A Review of the Nigerian Energy Industry

Nigeria: Dangote oil refinery to boost Nigeria’s economic fortunes – Moghalu

Aliko Dangote, Chairman of the Dangote Group.
Aliko Dangote, Chairman of the Dangote Group.

11 April 2015, Lagos – The scheduled completion and take-off in 2017 of a major oil refinery under construction by the Dangote Goup, will boost Nigeria’s economic fortunes in the medium to long term, a former deputy governor of the Central Bank of Nigeria (CBN), Dr. Kingsley Moghalu, has said.

Moghalu said the President elect, Muhammadu Buhari must have to come up with solutions to tackle an oil-lubricated economy, traumatised by a sharp decline in the price of crude oil, which makes up over 80 percent of the country’s revenues.

“The Dangote oil refinery will refine 650,000 barrels of oil per day, cutting Nigeria’s refined petroleum products import bill by 50 percent. This will lower pressure on the naira caused by the constant need for producers of petroleum derivatives and other importers to purchase large amounts of dollars. Local refining will reduce the need for foreign exchange,” he said.

Moghalu was speaking on building an industrial structure in Africa’s largest economy on Thursday, said the Dangote’s refinery and its by-products will mark a structural shift towards an effective industrial manufacturing economy.

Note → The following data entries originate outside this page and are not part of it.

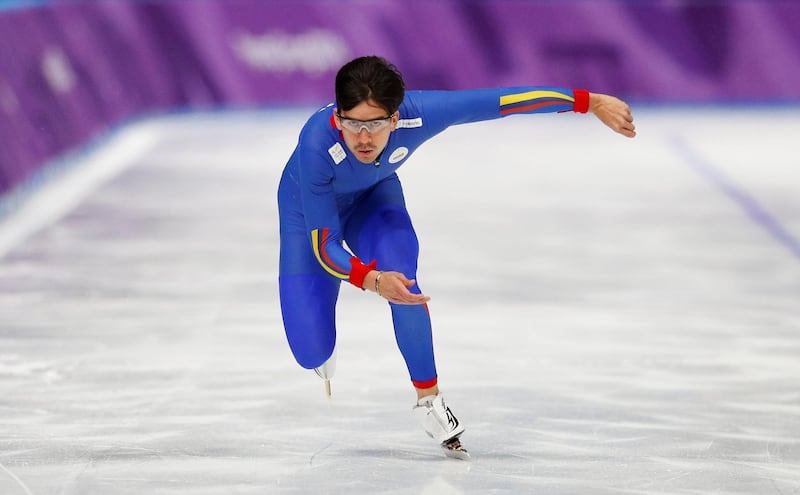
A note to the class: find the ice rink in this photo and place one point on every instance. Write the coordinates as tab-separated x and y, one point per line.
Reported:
611	316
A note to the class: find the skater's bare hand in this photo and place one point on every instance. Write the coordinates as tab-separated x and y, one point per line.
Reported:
393	286
613	112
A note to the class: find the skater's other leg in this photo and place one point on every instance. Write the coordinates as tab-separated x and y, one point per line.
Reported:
308	303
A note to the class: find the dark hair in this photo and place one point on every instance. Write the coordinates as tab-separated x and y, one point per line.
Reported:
366	78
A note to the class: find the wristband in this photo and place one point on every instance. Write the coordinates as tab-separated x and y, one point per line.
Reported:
359	270
581	101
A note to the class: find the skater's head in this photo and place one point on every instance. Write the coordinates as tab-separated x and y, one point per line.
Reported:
369	78
369	91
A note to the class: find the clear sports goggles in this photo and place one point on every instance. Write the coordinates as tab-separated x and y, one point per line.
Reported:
355	125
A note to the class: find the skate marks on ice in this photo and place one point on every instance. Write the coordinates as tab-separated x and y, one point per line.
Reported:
639	335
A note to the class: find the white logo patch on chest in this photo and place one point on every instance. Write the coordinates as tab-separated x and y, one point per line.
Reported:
337	153
398	154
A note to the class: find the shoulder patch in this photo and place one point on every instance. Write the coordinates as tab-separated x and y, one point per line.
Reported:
409	123
398	154
337	153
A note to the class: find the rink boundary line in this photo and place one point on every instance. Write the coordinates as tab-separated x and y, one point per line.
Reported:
61	186
738	194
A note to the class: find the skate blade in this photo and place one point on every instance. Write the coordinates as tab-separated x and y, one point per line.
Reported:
455	450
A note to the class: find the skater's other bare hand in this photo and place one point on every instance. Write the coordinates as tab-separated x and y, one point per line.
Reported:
393	286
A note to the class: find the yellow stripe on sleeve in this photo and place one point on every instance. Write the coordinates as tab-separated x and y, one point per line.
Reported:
532	95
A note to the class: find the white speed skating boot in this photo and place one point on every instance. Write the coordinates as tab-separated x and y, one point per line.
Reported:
441	424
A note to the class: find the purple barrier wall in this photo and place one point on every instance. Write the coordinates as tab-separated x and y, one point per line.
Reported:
69	70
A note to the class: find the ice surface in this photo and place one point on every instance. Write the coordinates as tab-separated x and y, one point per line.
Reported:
610	316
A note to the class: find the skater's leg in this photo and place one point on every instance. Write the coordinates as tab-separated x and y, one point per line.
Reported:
381	229
308	302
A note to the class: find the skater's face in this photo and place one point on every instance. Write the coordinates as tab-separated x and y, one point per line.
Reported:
366	129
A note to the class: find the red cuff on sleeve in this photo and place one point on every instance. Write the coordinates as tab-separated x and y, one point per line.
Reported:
359	270
581	101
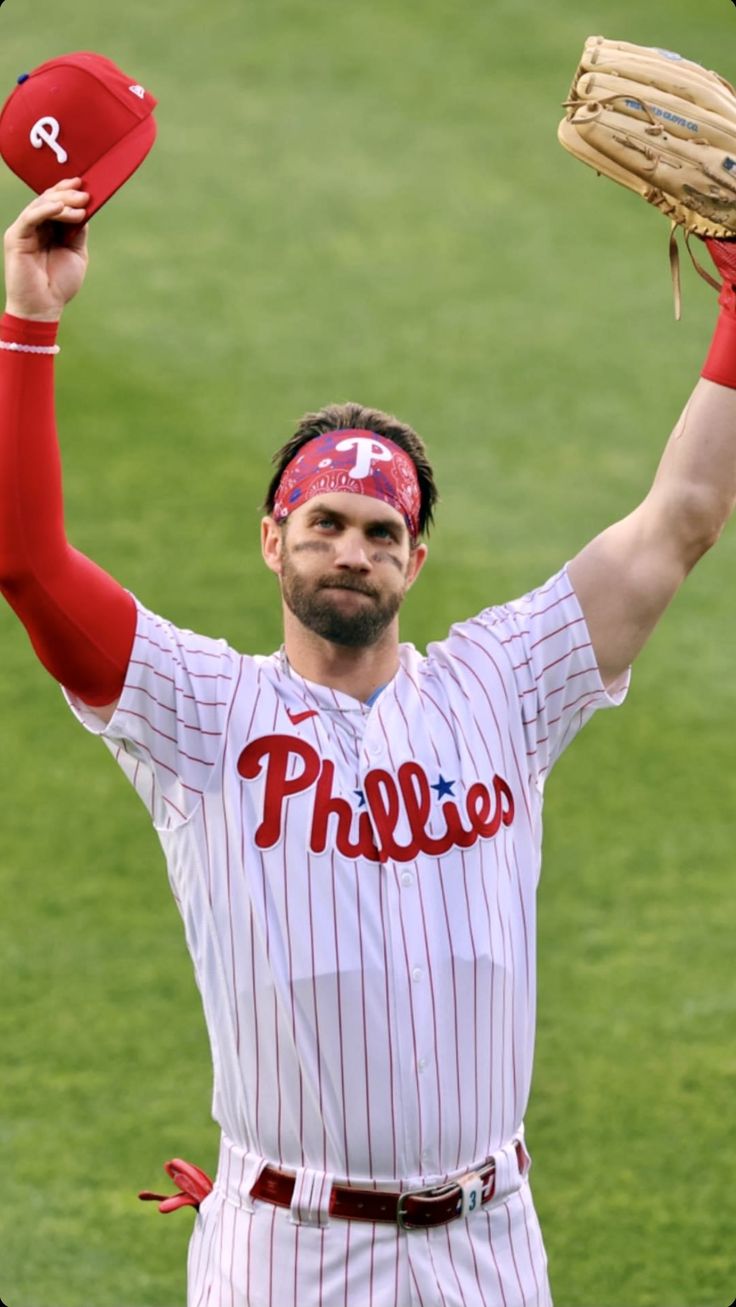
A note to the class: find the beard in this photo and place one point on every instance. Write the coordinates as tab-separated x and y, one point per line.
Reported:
318	608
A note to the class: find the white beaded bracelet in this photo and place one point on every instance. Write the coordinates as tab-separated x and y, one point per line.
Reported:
29	349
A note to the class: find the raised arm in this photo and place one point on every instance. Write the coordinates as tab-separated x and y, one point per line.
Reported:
626	577
80	621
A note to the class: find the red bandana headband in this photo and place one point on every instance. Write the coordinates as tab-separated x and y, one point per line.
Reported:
352	462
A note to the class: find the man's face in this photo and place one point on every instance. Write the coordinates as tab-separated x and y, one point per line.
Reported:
345	563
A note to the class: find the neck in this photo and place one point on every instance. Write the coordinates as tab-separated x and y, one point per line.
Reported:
357	672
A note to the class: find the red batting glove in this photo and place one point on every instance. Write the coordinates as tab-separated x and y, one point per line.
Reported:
194	1187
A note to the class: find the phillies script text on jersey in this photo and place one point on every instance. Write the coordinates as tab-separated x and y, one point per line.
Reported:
388	799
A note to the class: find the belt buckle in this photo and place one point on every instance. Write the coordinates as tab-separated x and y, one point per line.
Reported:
421	1193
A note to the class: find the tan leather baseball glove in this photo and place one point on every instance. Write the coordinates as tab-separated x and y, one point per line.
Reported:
662	126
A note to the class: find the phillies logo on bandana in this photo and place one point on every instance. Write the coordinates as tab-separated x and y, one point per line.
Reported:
354	462
290	766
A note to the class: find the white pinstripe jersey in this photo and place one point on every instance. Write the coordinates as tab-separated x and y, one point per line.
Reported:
357	884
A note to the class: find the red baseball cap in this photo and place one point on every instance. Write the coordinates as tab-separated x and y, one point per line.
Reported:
77	115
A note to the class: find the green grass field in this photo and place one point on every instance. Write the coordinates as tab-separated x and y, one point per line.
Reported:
368	201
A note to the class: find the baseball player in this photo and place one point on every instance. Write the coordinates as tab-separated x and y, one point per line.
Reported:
352	829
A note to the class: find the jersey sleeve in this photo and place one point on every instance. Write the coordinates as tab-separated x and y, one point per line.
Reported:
553	672
170	722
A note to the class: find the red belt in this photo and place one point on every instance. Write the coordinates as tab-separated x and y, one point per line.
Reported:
415	1209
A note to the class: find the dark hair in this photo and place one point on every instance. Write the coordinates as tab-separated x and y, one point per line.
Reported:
337	417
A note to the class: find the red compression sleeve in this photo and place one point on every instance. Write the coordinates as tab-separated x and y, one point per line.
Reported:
720	362
80	621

This is besides the general positive impact on monetary policy.

The financial expert said the Buhari-led government must restructure a federation where most resources and instruments of power rest at the centre in Abuja, leaving many states dissatisfied and feeble.

He noted that the problems of Federal Government spending priorities that are focused more on recurrent expenditure to finance a bloated governance apparatus than capital investments for real economic transformation, have led to the naira falling heavily, the result of lower oil revenues and the absence of fiscal savings that could have acted as a buffer against exogenous commodity shocks.